# Braucht man heute noch Receiver??



## C Punkt (22. November 2018)

Hallo zusammen!

Meine Schwester kauft sich einen neuen 65 Zoll TV bei amazon:

Grundig 65VLX6100 BP 164 cm (65 Zoll) LED-Backlight Fernseher (Ultra HD, Triple Tuner (DVB-T2 HD/C/S2), Smart TV): Amazon.de: Heimkino, TV & Video

und ich soll mich jetzt um einen passenden guten Receiver dafür kümmern, aber ich frage mich nun (unter anderem weil ich bei den Fragen und Antworten dort gelesen habe dass dort schon ein Receiver drin ist) ob man sowas heutzutage überhaupt noch benötigt?! Und wenn doch für was? Kann der eingebaute Receiver dann alles was ein externer auch könnte? Oder kriegt man da mehr Sender, wenn man zb auch SF1 und so gucken möchte? Kennen uns da wirklich gar nicht aus..

Danke!


----------



## pphs (22. November 2018)

65 Zoll für 675.. da heißt das motto wohl auch Größe ist alles oder?


----------



## u78g (22. November 2018)

C Punkt schrieb:


> Hallo zusammen!
> 
> Meine Schwester kauft sich einen neuen 65 Zoll TV bei amazon:
> 
> ...



...das kommt darauf an welche Ansprüche du stellst.  Im Prinzip kannst du den eingebauten Receiver verwenden,bekommst die gleichen Kanäle,  nur bei den meisten TV`s ist die Reaktionszeit unterirdisch schlecht (zpsb. umschalten der Kanäle oder aufrufen von Programm info).  Da must du deinen TV mal testen wie dir das bei dem gefällt oder eben nicht.
Mein Sony ist ne "Schlftablette" in der Hinsicht, deshalb habe ich einen externen Receiver.


----------



## goern (22. November 2018)

Geht es dir alleine ums TV schauen, dann würde ich sagen :Interner Receiver langt.
Für gewisse Zusatzfunktionen jedoch rate ich zu einem eigenständigen Receiver.
- Sky Box Sets oder Demand
- Unity Media/Horizon ebenfalls für Abspielen von Serien oder die Aufnahme von diesen.


----------



## warawarawiiu (23. November 2018)

Die internen receiver reichen vollkommen aus.
Deren Vorteil ist auch, dass sie direkt in das System und die Benutzeroberfläche integriert sind.

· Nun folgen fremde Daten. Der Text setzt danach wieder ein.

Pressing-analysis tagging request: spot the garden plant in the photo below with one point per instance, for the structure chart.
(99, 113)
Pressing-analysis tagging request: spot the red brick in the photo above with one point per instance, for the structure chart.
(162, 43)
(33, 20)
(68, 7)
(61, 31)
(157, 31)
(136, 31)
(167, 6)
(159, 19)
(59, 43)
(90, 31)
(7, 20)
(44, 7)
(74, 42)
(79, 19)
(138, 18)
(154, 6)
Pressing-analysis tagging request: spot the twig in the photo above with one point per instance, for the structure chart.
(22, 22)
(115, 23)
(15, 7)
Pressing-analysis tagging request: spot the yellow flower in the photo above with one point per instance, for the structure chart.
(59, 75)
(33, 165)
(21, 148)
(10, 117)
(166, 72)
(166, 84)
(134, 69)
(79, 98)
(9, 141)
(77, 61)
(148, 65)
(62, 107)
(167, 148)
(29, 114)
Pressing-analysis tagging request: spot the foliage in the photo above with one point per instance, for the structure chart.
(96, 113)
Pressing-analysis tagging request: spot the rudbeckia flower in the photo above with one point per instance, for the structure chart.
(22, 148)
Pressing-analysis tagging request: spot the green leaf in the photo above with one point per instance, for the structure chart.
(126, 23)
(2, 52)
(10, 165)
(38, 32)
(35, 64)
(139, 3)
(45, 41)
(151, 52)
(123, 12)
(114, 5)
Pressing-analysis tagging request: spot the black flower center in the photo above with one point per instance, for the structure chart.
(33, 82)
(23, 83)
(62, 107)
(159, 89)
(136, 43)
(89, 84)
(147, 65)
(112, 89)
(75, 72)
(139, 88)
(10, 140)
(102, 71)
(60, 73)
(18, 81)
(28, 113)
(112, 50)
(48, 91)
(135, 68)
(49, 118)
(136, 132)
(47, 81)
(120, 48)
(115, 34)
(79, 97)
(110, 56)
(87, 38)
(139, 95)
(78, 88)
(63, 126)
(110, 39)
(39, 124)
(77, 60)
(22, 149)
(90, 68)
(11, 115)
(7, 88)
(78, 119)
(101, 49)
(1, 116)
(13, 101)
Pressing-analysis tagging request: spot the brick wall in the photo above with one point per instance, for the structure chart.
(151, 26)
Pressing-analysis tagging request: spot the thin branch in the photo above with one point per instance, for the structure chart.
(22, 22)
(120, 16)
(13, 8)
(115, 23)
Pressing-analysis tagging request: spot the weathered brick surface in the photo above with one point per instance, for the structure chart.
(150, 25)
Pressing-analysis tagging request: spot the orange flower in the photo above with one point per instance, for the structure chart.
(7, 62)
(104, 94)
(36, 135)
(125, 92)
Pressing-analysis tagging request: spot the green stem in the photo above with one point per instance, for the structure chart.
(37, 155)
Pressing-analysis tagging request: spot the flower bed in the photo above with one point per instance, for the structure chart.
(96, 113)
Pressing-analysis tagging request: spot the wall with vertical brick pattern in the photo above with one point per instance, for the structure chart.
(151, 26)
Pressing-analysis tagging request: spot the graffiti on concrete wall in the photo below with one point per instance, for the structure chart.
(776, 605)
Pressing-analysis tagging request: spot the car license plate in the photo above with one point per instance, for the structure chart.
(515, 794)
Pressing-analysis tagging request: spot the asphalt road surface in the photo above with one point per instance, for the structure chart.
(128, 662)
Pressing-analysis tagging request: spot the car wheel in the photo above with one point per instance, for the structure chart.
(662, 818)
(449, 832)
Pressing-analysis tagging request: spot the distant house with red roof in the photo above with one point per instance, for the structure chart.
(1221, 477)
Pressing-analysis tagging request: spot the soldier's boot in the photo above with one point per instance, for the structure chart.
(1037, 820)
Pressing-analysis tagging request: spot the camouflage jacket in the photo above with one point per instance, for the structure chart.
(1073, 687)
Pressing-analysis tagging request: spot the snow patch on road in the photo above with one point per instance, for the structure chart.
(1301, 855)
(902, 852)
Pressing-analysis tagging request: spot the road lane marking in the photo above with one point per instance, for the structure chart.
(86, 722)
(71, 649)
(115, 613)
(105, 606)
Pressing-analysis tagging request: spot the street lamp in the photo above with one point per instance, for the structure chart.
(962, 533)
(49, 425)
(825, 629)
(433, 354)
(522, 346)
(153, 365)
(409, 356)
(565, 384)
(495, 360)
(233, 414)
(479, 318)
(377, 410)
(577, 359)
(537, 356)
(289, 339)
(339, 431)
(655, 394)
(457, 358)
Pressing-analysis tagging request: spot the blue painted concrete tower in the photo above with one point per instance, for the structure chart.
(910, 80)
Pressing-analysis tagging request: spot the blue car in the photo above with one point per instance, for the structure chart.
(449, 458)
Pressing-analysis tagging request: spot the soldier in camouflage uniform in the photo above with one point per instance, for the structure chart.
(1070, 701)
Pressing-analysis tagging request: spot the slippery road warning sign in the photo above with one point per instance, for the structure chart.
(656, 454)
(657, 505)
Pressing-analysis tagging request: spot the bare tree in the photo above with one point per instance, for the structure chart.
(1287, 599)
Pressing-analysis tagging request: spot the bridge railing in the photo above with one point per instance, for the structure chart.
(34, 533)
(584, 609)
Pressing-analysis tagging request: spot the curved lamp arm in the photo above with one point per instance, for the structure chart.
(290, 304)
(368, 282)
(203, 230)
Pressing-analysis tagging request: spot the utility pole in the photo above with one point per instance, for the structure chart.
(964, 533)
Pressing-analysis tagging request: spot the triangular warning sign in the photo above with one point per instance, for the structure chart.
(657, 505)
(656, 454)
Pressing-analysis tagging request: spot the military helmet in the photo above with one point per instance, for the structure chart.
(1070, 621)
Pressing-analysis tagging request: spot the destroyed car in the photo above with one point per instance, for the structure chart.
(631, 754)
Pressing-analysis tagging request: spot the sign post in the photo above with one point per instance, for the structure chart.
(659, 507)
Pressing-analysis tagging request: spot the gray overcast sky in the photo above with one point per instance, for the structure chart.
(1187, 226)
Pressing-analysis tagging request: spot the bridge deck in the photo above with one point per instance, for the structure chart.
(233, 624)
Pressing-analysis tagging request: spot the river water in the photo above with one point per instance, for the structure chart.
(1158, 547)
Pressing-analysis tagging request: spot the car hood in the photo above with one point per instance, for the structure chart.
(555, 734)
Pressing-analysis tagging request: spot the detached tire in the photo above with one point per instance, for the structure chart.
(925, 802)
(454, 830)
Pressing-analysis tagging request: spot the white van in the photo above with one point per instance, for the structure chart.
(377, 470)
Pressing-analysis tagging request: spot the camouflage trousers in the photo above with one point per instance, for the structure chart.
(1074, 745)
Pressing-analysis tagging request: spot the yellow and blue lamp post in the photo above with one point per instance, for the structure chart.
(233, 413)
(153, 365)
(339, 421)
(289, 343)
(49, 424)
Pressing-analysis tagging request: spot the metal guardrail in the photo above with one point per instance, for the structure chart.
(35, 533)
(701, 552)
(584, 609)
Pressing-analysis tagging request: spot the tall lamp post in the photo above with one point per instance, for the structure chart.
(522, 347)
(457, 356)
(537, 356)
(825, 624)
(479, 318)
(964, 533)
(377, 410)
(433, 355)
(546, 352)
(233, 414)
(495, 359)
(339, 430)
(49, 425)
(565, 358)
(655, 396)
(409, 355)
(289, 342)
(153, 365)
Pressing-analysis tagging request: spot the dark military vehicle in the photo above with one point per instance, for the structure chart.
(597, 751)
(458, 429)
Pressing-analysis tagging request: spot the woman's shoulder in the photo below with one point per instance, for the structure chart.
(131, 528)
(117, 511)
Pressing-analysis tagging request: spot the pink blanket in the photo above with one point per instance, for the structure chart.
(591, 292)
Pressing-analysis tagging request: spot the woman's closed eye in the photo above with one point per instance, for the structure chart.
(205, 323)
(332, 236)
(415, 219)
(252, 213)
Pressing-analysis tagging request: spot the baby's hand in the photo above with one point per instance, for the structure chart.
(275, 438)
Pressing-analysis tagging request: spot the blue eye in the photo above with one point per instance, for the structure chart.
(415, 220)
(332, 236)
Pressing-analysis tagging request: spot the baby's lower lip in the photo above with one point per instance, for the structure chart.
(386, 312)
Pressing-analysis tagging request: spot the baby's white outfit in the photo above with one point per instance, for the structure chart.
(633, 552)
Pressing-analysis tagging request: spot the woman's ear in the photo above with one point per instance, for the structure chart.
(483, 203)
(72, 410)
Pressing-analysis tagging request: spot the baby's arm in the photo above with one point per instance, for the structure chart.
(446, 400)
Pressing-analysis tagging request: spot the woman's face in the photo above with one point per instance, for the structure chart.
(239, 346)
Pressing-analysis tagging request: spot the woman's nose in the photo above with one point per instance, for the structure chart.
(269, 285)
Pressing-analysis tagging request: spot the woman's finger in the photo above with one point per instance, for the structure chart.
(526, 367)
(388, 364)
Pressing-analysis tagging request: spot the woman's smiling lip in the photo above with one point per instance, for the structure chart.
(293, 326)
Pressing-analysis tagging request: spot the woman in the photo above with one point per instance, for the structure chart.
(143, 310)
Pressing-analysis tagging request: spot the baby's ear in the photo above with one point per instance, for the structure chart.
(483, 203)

Da deine Schwester eh nicht die höchsten Ansprüche stellt bei dem geringem Preis und der grosse, wird fuer sie wohl sowieso die Tatsache überwiegen, dass es ohne weitere Box aufgeräumter aussieht, weniger Strom verbraucht wird und nur eine Fernbedienung rumliegt. 

Bildqualität ist bei 65 Zoll und dem geringem Preis wohl sowieso zweitrangig. 
Wobei ich generell aber sowieso bezweifle, dass ein 600euro teurer externer receiver wirklich ein besseres Bild liefert als generell irgendein interner)


----------



## Plasmadampfer (23. November 2018)

Eine Vu+ Ultimo 4k kostet mit den erforderlichen Tunern und SSD ja so viel wie der ganze Fernseher.

Wenn das meine Schwester wäre, dann könnte die mich mal. Den geiz ist geil TV kaufen und kein Support. Die gucken doch eh nur Titanic, RTL  und sixx, irgendwann BabyTV, dann Super RTL 


Maximal würde ich der Schwester raten von den letzten Radio- und Fernsehtechnikern, die es noch gibt. Panasonic TV kaufen, weil die halten noch durch...


----------